The one-dimensional nature of Straight Line Diagrams (SLD) makes them ideal for viewing the relationship of many LRS features along a common dimension, the route measure.  However, even with the additional forms introduced in a previous Gistic blog post, Reinventing the SLD, SLDs are ill-fitted for in-depth exploration of individual LRS feature layers in multiple dimensions.  This is where Layer Attribute Diagrams (LADs) and Time Space Diagrams (TSDs) come into play.

Layer Attribute Diagram

An LAD is drawn in a two-dimensional Cartesian space with route measure on the X-axis and a user-selected attribute on the Y-axis.  The Y-axis attribute can be numeric values, either continuous or discrete.  It can also be a string type that represents a category, such as pavement types.

Figure 1 shows an LAD of Crashes on a stretch of highway.  After the user defines route segment, picks the Crashes layer and the Severity attribute for symbology, attributes from the Crashes layer that qualify for the Y-axis dimension are populated in the Attribute list box.  The LAD is drawn as the user selects the Y-axis attribute, such as Num of Vehicles in this case.
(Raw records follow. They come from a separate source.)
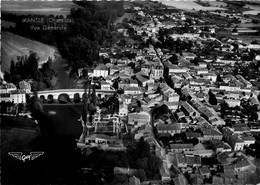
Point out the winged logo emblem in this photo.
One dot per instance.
(20, 156)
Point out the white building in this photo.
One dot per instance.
(105, 85)
(17, 96)
(123, 109)
(101, 70)
(7, 88)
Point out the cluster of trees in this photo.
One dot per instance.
(147, 163)
(90, 29)
(178, 45)
(26, 67)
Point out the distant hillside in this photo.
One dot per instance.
(38, 7)
(14, 45)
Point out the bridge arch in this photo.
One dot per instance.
(76, 98)
(50, 98)
(42, 99)
(63, 98)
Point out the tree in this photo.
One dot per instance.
(12, 67)
(219, 79)
(141, 175)
(174, 59)
(142, 149)
(212, 98)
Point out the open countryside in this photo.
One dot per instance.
(15, 45)
(40, 7)
(189, 5)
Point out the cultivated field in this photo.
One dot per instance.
(38, 7)
(14, 45)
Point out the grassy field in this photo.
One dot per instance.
(129, 16)
(38, 7)
(14, 45)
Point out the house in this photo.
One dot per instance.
(168, 128)
(171, 96)
(211, 133)
(114, 69)
(134, 181)
(235, 142)
(101, 70)
(220, 146)
(165, 173)
(139, 119)
(98, 139)
(127, 83)
(181, 147)
(23, 85)
(105, 85)
(180, 180)
(188, 109)
(15, 96)
(123, 109)
(191, 135)
(193, 160)
(177, 81)
(6, 88)
(179, 160)
(143, 79)
(125, 98)
(244, 164)
(205, 171)
(132, 90)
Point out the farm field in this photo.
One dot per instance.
(15, 45)
(38, 7)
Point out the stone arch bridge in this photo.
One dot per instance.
(71, 92)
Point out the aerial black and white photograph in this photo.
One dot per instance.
(152, 92)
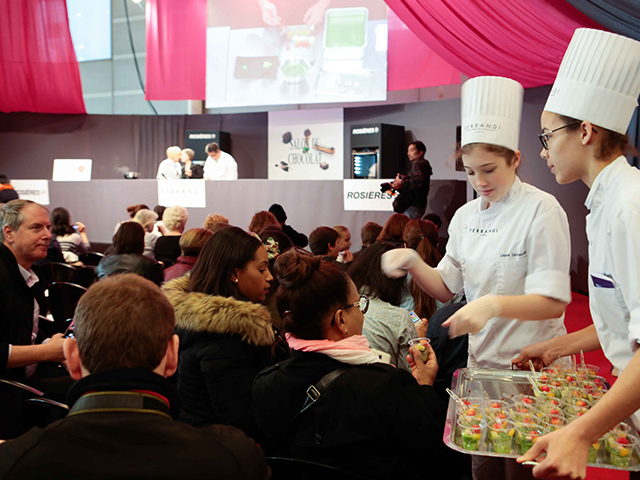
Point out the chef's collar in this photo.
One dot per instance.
(496, 206)
(601, 183)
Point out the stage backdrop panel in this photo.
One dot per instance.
(306, 145)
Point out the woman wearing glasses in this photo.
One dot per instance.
(509, 249)
(584, 124)
(373, 419)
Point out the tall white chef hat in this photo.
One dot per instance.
(598, 80)
(491, 111)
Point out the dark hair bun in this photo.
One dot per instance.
(294, 267)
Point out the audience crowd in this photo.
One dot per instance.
(222, 354)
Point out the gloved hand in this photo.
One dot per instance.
(397, 262)
(473, 316)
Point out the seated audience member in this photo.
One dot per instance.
(168, 247)
(147, 219)
(131, 210)
(262, 219)
(225, 334)
(25, 235)
(125, 255)
(324, 241)
(190, 169)
(392, 230)
(298, 239)
(276, 242)
(214, 221)
(171, 168)
(344, 244)
(387, 326)
(7, 193)
(191, 244)
(422, 236)
(373, 419)
(121, 421)
(73, 240)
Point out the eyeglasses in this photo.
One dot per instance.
(544, 137)
(362, 304)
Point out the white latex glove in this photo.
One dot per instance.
(473, 316)
(397, 262)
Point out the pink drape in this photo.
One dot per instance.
(411, 63)
(521, 39)
(38, 67)
(176, 49)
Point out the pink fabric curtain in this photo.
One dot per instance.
(38, 67)
(521, 39)
(176, 49)
(411, 64)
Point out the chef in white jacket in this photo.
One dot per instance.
(583, 134)
(509, 249)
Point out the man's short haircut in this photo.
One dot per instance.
(212, 147)
(173, 151)
(189, 152)
(123, 321)
(321, 238)
(369, 233)
(419, 146)
(175, 218)
(192, 241)
(11, 214)
(214, 218)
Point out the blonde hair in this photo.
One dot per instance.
(175, 218)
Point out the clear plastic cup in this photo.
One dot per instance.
(500, 437)
(470, 435)
(421, 343)
(526, 435)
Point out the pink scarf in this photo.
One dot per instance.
(353, 350)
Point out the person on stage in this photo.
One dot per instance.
(584, 125)
(220, 165)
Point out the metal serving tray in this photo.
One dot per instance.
(473, 382)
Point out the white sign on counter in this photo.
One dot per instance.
(34, 190)
(185, 193)
(361, 194)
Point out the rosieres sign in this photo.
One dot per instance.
(366, 195)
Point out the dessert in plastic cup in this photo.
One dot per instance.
(619, 446)
(500, 436)
(527, 435)
(470, 436)
(421, 343)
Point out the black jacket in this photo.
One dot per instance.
(374, 419)
(16, 312)
(224, 343)
(130, 444)
(131, 263)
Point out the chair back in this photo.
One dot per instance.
(63, 299)
(12, 394)
(286, 468)
(40, 412)
(91, 258)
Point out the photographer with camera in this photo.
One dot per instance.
(413, 187)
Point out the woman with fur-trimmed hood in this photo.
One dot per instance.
(225, 335)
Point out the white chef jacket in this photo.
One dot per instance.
(613, 230)
(519, 245)
(225, 168)
(169, 170)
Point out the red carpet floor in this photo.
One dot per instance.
(577, 317)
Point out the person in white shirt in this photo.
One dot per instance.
(171, 168)
(220, 165)
(584, 125)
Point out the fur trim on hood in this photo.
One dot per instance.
(214, 314)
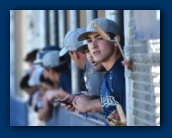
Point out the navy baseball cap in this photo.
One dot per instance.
(71, 42)
(42, 52)
(105, 24)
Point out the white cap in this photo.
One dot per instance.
(71, 40)
(35, 77)
(105, 24)
(52, 59)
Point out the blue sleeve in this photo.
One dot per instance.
(65, 81)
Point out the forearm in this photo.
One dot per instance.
(95, 105)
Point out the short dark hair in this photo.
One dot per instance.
(24, 82)
(31, 56)
(46, 80)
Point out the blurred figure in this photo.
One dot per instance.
(43, 109)
(30, 57)
(30, 90)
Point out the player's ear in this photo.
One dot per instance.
(118, 38)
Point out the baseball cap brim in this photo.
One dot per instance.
(82, 48)
(83, 36)
(37, 61)
(63, 51)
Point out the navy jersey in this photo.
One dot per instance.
(65, 80)
(93, 80)
(112, 90)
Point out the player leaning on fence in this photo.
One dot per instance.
(112, 90)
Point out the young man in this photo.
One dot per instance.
(93, 78)
(93, 103)
(112, 90)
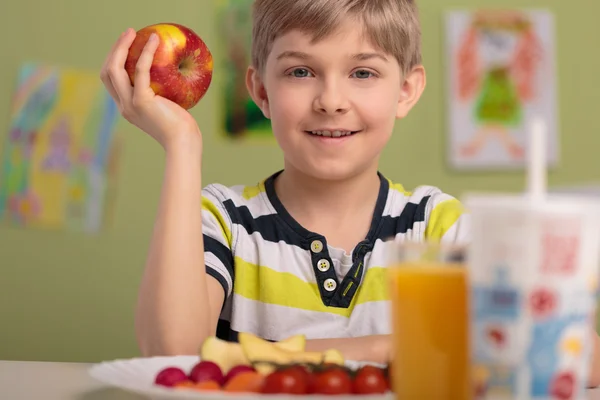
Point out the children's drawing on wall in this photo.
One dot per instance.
(241, 117)
(501, 73)
(59, 161)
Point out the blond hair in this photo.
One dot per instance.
(392, 25)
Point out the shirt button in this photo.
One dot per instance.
(323, 265)
(330, 285)
(316, 246)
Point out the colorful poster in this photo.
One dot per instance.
(58, 164)
(240, 116)
(501, 73)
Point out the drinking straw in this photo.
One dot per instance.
(536, 168)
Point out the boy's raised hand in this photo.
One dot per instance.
(164, 120)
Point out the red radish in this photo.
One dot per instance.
(238, 370)
(206, 371)
(170, 376)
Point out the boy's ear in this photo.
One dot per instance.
(256, 88)
(411, 90)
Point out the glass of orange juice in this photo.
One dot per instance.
(429, 295)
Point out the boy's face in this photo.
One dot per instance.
(333, 103)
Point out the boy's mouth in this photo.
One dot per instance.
(332, 133)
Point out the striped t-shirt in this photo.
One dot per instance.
(281, 279)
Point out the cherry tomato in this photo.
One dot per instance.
(289, 380)
(331, 381)
(563, 386)
(369, 380)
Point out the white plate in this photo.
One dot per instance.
(137, 375)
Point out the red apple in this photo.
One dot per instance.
(182, 67)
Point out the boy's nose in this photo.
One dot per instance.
(331, 100)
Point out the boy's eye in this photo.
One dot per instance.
(363, 74)
(300, 73)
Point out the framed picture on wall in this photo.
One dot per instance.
(501, 74)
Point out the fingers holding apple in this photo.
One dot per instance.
(142, 92)
(116, 72)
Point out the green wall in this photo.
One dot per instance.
(70, 297)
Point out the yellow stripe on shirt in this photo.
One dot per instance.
(442, 217)
(288, 290)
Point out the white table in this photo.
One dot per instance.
(29, 380)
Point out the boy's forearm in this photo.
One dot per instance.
(172, 315)
(366, 348)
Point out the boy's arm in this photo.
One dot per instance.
(375, 348)
(179, 303)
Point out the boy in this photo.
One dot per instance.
(302, 251)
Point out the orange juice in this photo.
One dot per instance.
(430, 331)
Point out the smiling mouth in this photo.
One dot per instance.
(334, 134)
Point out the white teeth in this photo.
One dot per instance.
(332, 133)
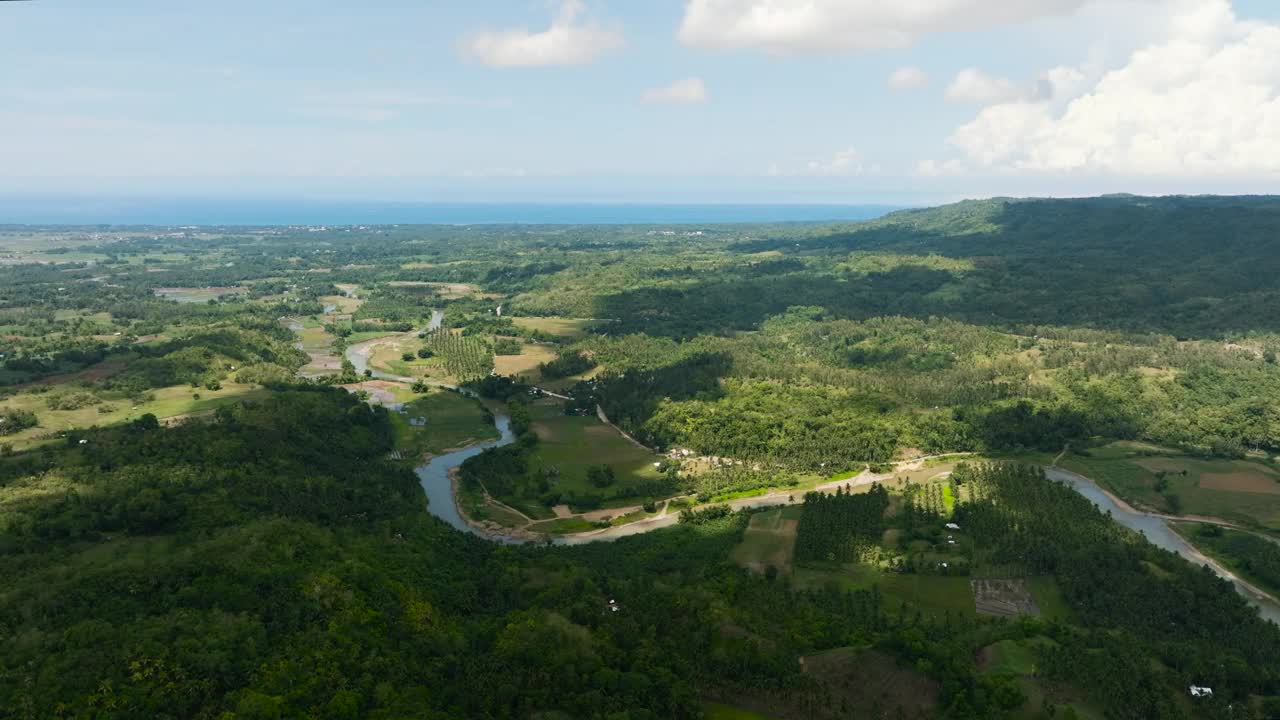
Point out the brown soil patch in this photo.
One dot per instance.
(871, 679)
(543, 431)
(1005, 598)
(1240, 482)
(95, 373)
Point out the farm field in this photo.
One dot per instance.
(197, 294)
(167, 404)
(343, 305)
(452, 420)
(570, 445)
(769, 541)
(1253, 557)
(1239, 491)
(524, 365)
(447, 291)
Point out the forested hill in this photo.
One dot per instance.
(1184, 265)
With symbolized points drawn on two-dimensional space, the LAD allows its consumers to visualize three dimensions: Location, Num of Vehicles and Severity.

Figure 1. Crashes data drawn on dynamic LAD

Time Space Diagrams

The Time Space Diagram (TSD) can be considered a special case of LAD where the Y-axis represents time.  The TSD has two interesting aspects:  One is that both the X and Y axes are common dimensions to most, if not all, LRS feature layers.  Therefore, two or more LRS feature layers can be represented in the space, allowing us to cross-relate them.  The other is that a temporal LRS feature manifests in one of the four shapes in the TSD space shown in Figure 2 – Point Instant, Point Period,  Linear Instant and Linear Period.
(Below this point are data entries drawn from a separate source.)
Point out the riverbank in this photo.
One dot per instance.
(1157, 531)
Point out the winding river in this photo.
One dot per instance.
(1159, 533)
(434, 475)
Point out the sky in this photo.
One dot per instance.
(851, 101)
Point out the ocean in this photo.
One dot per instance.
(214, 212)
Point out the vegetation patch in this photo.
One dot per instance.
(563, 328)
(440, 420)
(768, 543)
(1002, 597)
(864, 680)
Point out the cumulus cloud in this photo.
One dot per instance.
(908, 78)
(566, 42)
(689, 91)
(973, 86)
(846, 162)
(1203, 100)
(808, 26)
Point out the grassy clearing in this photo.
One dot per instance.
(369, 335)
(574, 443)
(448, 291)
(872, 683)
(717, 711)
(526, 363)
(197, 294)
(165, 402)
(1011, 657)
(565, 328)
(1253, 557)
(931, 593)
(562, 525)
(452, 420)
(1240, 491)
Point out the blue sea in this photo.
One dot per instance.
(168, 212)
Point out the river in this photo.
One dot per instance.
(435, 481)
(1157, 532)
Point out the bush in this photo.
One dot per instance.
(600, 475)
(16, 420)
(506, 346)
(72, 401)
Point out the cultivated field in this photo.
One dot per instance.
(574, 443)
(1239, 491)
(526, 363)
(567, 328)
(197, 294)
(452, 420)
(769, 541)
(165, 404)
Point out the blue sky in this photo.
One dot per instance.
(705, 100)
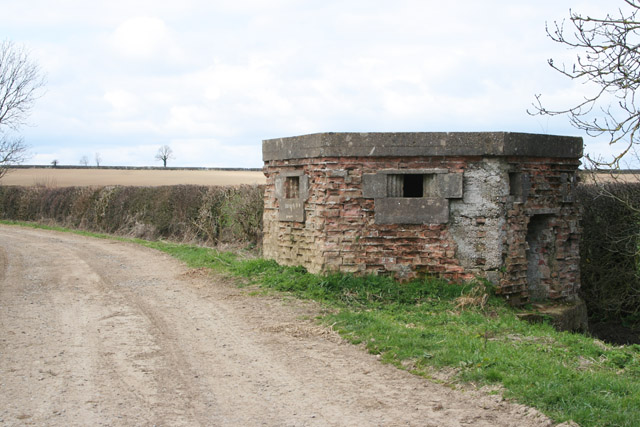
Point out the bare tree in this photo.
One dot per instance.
(20, 82)
(164, 153)
(609, 62)
(12, 151)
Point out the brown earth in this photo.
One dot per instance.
(98, 332)
(49, 177)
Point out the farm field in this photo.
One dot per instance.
(61, 177)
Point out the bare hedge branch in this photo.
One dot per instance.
(609, 61)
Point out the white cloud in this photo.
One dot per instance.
(144, 38)
(214, 76)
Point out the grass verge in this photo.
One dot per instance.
(427, 325)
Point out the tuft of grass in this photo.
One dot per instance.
(431, 324)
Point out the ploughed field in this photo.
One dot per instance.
(61, 177)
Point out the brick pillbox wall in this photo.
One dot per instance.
(454, 205)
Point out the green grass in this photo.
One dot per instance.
(421, 327)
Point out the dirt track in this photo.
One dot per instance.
(97, 332)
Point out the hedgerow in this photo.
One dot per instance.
(210, 215)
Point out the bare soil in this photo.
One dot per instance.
(59, 177)
(97, 332)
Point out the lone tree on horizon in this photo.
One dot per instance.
(164, 153)
(20, 81)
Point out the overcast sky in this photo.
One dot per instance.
(213, 78)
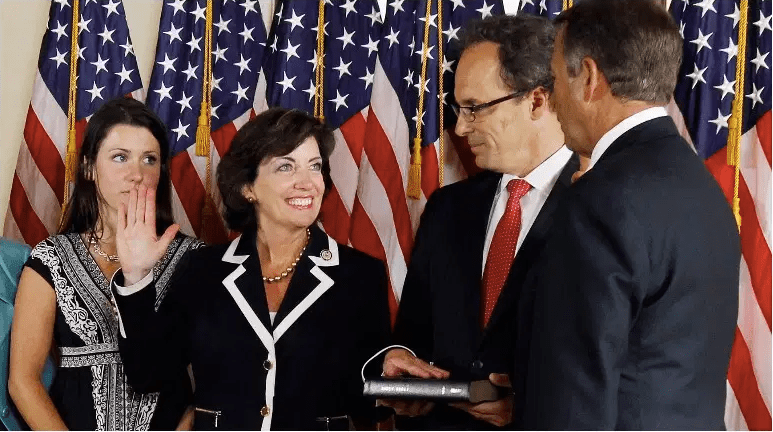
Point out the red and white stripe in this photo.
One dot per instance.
(373, 211)
(188, 171)
(748, 404)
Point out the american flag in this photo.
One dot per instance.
(176, 89)
(383, 219)
(704, 96)
(106, 68)
(546, 8)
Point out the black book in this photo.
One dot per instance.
(431, 389)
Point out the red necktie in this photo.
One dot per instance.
(502, 250)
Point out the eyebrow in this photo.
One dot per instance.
(291, 159)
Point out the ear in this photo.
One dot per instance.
(540, 99)
(595, 83)
(88, 170)
(247, 193)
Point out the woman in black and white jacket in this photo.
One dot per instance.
(277, 324)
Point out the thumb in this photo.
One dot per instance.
(500, 380)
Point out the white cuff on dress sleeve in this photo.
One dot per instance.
(131, 289)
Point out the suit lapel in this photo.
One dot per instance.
(309, 282)
(242, 284)
(535, 238)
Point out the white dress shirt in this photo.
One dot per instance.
(624, 126)
(542, 178)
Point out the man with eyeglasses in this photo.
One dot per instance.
(635, 310)
(462, 303)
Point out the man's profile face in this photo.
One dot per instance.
(500, 135)
(565, 101)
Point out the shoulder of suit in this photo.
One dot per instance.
(353, 257)
(471, 184)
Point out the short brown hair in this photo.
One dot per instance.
(635, 44)
(82, 213)
(274, 132)
(525, 46)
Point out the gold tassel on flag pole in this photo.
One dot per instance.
(414, 175)
(735, 123)
(203, 129)
(442, 100)
(71, 155)
(319, 101)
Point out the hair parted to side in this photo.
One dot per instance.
(525, 48)
(82, 213)
(635, 43)
(274, 132)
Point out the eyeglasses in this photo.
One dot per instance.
(469, 112)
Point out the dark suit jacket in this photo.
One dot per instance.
(636, 307)
(334, 316)
(439, 314)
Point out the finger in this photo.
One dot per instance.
(166, 238)
(142, 199)
(501, 380)
(131, 211)
(121, 220)
(150, 210)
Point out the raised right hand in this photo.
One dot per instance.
(400, 362)
(136, 242)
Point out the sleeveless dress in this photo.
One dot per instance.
(90, 390)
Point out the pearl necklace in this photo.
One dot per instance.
(95, 243)
(290, 269)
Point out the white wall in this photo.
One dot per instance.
(22, 24)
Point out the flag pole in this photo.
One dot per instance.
(414, 175)
(735, 123)
(71, 152)
(319, 85)
(204, 127)
(442, 100)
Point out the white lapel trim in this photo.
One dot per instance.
(267, 338)
(325, 283)
(257, 325)
(229, 253)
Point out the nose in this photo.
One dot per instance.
(463, 127)
(303, 179)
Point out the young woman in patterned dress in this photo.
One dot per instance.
(64, 303)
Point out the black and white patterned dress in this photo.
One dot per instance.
(90, 390)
Figure 2.  Temporal LRS segment types in TS illustration

Figure 3 shows a TSD example.  Crashes are represented as Point Instant events, symbolized based on the crash severity, while the Speed Limit zones are represented as Linear Period, color-coded based on different speed limit ranges.  Consumers of this TSD can relate crash frequency and severity with the posted speed limit.  The TSD seems to suggest that the change of speed limit from mileposts 310.5 to 312.5 in mid 2014 was an effort to mitigate the high number of accidents on the stretch.

Figure 3.  TSD with Crashes symbolized by Severity on the backdrop of Speed Limit zones

Conclusion

LADs and TSDs are nifty when slicing and dicing individual LRS feature layers.  Why not pack them in our LRS toolbox as we tackle LRS data changes?!